La RSE, la pierre des entreprises à l’édifice économique à 3 zéros
Au niveau des entreprises européennes qui investissent en Afrique, l’engagement à faire avancer l’économie à différentes échelles est relativement conséquent chez les groupes d’envergure mondiale. Orange à titre d’exemple, va investir plusieurs millions d’euros pour la construction d’une centrale solaire au Mali. « Au sein du groupe déjà, nous avons pour objectif d’être zéro carbone en 2040. Nous pouvons donc vraiment apporter une contribution au zéro carbone sur le continent », a confié Stéphane Richard, PDG d’Orange. « Il faut beaucoup de volonté, de constance et se mettre en accord avec les décisions.

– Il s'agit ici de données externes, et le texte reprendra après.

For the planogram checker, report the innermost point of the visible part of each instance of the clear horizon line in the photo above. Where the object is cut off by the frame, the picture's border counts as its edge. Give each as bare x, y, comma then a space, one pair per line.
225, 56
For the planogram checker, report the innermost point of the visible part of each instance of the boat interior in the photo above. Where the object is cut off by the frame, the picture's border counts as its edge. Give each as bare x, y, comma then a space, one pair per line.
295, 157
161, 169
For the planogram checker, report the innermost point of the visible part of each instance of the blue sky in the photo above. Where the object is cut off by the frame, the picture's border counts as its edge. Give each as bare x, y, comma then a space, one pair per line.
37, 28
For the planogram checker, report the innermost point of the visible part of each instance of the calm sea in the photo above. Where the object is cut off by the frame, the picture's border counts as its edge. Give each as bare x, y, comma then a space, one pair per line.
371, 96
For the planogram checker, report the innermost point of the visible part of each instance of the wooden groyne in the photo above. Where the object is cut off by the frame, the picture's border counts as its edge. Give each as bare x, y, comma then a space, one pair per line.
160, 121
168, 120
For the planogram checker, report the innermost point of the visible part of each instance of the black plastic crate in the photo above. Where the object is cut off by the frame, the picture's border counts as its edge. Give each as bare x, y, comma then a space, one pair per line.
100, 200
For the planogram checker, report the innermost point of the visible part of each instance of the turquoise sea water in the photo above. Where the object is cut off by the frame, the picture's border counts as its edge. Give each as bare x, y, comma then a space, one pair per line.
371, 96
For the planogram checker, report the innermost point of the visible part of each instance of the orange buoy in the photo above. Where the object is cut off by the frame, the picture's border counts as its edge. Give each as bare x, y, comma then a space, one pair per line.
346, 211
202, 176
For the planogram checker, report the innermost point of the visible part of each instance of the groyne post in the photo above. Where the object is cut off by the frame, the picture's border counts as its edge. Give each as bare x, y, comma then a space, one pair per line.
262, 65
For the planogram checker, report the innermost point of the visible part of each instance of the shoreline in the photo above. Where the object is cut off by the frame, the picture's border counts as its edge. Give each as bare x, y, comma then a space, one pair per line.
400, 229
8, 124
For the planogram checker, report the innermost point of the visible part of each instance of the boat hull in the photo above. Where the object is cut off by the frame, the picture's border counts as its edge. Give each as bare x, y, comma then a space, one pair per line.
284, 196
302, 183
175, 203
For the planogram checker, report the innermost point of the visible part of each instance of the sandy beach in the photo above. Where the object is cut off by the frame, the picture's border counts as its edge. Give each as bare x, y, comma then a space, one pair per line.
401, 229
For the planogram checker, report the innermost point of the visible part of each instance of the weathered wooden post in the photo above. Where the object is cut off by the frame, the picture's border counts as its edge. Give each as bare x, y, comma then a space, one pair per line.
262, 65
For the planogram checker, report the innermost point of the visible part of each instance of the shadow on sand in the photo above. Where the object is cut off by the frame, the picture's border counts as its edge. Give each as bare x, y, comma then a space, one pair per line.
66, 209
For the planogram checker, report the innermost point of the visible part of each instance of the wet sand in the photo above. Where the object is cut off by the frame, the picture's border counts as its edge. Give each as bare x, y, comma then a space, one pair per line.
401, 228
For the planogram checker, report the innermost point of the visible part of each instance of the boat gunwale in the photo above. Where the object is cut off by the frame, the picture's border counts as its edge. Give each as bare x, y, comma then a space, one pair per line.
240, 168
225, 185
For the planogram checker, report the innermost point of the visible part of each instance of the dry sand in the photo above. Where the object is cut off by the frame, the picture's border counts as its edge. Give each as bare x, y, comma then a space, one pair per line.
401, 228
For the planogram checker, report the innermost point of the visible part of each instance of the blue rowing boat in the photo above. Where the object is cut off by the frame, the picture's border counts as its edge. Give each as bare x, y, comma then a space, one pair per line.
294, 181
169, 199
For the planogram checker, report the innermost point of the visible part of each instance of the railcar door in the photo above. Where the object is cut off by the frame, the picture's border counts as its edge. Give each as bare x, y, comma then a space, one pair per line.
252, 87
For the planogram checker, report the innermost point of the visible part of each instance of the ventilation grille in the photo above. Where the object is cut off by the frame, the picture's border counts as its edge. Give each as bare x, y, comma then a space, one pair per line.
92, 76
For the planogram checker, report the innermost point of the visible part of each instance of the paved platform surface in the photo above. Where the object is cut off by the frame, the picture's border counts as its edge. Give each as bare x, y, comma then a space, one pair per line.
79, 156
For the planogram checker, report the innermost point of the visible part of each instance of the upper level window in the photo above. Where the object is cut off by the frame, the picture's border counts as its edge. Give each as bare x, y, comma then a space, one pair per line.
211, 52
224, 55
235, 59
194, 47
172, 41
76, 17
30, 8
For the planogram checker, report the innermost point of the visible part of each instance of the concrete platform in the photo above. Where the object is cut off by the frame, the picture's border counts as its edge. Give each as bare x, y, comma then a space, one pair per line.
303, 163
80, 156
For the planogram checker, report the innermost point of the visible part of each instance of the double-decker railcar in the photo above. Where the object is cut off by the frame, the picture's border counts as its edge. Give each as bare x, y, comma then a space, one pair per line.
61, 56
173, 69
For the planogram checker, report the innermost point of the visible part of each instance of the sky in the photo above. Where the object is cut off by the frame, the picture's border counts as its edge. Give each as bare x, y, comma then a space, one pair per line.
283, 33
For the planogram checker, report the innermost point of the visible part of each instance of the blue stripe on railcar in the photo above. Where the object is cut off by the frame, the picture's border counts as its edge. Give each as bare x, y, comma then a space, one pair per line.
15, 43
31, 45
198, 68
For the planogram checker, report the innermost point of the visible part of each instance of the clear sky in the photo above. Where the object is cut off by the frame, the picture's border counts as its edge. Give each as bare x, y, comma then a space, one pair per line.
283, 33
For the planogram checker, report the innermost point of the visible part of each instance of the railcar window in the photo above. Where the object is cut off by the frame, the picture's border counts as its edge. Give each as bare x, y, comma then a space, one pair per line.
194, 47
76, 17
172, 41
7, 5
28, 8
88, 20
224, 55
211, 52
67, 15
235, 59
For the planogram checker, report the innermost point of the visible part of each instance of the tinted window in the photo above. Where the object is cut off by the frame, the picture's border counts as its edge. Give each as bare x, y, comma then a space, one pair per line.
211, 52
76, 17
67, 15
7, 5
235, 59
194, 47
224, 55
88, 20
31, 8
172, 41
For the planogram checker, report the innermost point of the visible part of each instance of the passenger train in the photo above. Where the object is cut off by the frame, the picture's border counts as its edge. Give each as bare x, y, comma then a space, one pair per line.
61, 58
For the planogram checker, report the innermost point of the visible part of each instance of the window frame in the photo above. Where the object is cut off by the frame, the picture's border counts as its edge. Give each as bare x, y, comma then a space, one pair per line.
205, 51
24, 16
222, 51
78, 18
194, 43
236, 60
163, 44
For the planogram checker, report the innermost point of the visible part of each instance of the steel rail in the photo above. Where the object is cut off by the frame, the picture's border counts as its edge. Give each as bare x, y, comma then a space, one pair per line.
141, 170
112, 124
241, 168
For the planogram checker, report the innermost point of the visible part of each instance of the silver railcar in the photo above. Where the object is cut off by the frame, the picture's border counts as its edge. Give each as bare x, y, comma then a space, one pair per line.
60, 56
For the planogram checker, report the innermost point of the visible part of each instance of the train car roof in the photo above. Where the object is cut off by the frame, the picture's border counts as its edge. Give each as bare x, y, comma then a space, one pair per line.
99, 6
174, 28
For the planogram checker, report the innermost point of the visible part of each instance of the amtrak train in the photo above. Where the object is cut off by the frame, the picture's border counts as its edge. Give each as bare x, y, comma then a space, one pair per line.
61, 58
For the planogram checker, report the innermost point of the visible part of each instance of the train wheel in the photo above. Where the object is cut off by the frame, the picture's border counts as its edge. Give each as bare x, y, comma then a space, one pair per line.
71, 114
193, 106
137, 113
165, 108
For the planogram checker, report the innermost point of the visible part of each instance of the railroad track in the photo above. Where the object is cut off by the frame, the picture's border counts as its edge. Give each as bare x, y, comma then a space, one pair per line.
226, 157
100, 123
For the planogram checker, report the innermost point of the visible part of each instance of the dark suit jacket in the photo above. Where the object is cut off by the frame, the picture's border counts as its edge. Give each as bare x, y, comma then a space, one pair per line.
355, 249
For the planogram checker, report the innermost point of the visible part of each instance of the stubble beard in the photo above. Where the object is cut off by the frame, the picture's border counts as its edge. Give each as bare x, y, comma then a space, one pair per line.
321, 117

Chez nous, nos objectifs pour l’Afrique sont : le développement, faire de l’inclusion & le numérique », a-t-il ajouté, soulignant les différentes initiatives du groupe tricolore pour notamment démocratiser l’accès au numérique pour les plus jeunes.

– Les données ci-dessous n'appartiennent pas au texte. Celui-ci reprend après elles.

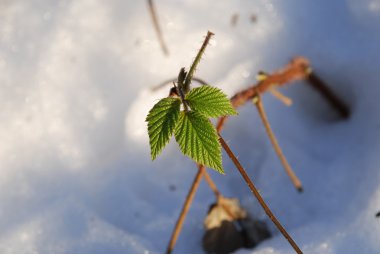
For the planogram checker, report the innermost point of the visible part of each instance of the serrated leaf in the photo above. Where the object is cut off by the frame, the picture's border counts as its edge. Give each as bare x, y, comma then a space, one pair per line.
162, 120
210, 102
199, 140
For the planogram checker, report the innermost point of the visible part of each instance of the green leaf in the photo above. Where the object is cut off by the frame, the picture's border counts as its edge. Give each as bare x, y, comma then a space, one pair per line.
209, 101
162, 120
199, 140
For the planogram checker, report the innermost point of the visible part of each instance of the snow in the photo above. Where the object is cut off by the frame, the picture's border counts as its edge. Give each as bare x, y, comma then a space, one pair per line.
75, 79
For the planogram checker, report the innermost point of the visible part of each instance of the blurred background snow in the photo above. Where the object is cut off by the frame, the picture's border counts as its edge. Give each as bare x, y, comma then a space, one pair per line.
75, 79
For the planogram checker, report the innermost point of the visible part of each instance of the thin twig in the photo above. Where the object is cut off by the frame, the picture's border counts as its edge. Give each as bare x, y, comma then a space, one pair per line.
276, 146
210, 182
153, 14
185, 209
170, 81
281, 97
196, 61
319, 85
256, 193
297, 69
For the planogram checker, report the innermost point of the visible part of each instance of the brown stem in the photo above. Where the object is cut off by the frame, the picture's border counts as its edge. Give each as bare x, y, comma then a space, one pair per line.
153, 14
185, 209
319, 85
297, 69
170, 81
210, 182
260, 108
258, 196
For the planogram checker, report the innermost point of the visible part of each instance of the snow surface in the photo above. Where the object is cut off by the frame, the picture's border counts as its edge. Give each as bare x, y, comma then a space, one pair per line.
75, 79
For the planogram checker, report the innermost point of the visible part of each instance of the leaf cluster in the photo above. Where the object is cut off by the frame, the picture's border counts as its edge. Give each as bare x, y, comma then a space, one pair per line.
193, 131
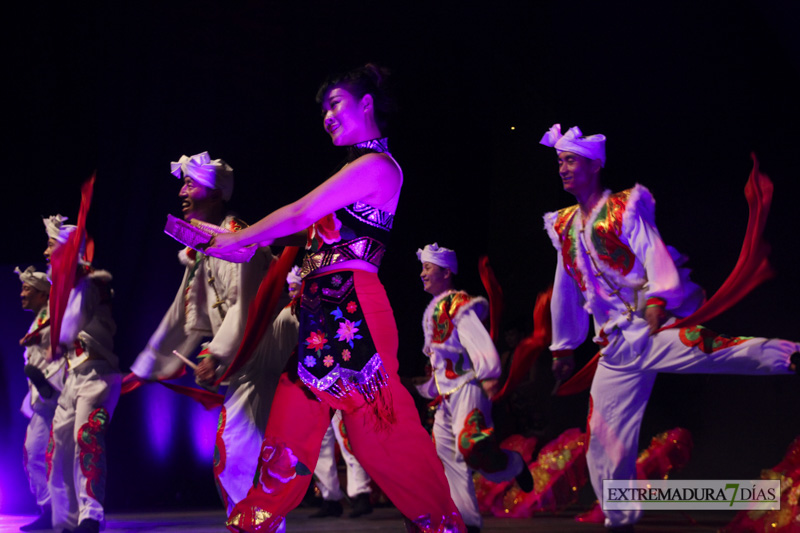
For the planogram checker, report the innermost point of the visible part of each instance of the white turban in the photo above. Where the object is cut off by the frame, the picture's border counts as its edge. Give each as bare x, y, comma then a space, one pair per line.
56, 229
212, 173
593, 146
294, 275
37, 280
443, 257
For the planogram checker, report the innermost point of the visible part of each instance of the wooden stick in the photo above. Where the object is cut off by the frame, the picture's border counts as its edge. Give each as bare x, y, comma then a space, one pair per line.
184, 359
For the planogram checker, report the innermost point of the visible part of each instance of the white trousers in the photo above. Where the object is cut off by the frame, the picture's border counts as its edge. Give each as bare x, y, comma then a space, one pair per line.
327, 473
37, 436
623, 383
238, 446
451, 417
77, 474
243, 419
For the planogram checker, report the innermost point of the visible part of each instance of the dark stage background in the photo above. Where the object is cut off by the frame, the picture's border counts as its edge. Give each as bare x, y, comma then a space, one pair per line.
684, 92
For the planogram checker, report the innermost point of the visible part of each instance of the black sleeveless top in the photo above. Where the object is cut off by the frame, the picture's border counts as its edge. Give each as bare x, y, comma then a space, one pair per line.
357, 231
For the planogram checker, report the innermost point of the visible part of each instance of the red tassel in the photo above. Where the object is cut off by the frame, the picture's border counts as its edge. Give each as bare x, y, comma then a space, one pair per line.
529, 349
495, 292
63, 263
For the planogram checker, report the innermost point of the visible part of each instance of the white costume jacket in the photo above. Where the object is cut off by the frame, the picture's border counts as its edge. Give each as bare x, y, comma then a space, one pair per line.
35, 354
202, 309
609, 264
457, 343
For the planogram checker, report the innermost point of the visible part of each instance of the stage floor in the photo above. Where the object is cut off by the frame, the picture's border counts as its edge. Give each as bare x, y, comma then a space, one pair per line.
389, 520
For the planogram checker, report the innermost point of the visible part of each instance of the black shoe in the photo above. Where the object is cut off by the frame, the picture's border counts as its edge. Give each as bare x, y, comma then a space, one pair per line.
87, 526
361, 505
329, 508
45, 521
39, 381
525, 479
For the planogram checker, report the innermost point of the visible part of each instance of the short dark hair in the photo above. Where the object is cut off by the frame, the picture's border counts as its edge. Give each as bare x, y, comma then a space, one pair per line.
369, 79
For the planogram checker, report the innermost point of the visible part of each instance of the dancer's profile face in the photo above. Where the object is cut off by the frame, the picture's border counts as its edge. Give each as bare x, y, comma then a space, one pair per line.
435, 279
344, 116
578, 173
52, 246
196, 199
294, 289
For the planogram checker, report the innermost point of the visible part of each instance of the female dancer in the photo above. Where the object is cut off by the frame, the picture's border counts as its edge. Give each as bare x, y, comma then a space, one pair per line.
347, 352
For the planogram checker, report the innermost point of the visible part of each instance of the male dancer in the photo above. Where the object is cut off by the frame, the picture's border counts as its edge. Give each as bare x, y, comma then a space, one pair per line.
213, 301
44, 384
465, 370
77, 462
613, 265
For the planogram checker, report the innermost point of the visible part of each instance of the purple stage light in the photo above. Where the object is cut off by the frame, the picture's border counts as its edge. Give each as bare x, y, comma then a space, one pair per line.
204, 431
160, 408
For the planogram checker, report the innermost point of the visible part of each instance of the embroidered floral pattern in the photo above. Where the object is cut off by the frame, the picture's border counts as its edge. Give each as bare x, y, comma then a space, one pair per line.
706, 340
325, 230
276, 465
316, 342
566, 231
348, 360
606, 231
478, 445
443, 314
220, 456
347, 331
91, 441
48, 454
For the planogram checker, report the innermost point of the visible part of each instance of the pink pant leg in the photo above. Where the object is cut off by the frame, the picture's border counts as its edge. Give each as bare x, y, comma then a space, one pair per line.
297, 423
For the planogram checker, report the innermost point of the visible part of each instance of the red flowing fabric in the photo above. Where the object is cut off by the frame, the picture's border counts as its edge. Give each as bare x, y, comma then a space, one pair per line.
495, 292
751, 270
529, 349
261, 309
63, 265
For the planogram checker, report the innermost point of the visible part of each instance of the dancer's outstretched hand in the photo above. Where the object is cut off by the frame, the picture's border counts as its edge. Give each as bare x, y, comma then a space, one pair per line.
222, 245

Laurent Goutard, directeur Afrique de la Région Afrique, Méditerranée & Outre-Mer de la Société Générale dresse quant à lui le profil d’une Afrique en mutations où il est quasi-impossible de faire du business aujourd’hui sans chercher à contribuer à l’émergence d’une économie à trois zéros. « On est dans une révolution très forte et on change complètement les paradigmes sur le continent africain. Déjà, le paysage concurrentiel a complètement changé avec de nouvelles banques africaines. Nous continuons de croire en l’Afrique. La RSE est en train de changer les façons de faire et l’intégration de la dimension sociale et environnementale devient une raison d’être dans le pilotage de nos activités », a-t-il expliqué, ajoutant que la Société Générale est membre fondateur de Net-Zero and Banking Alliance pour la neutralité carbone en 2050. Dans ce cadre, la banque a notamment financé la première centrale solaire à Madagascar et émis l’an dernier le premier green bond de l’Etat du Bénin, pour ne citer que cela.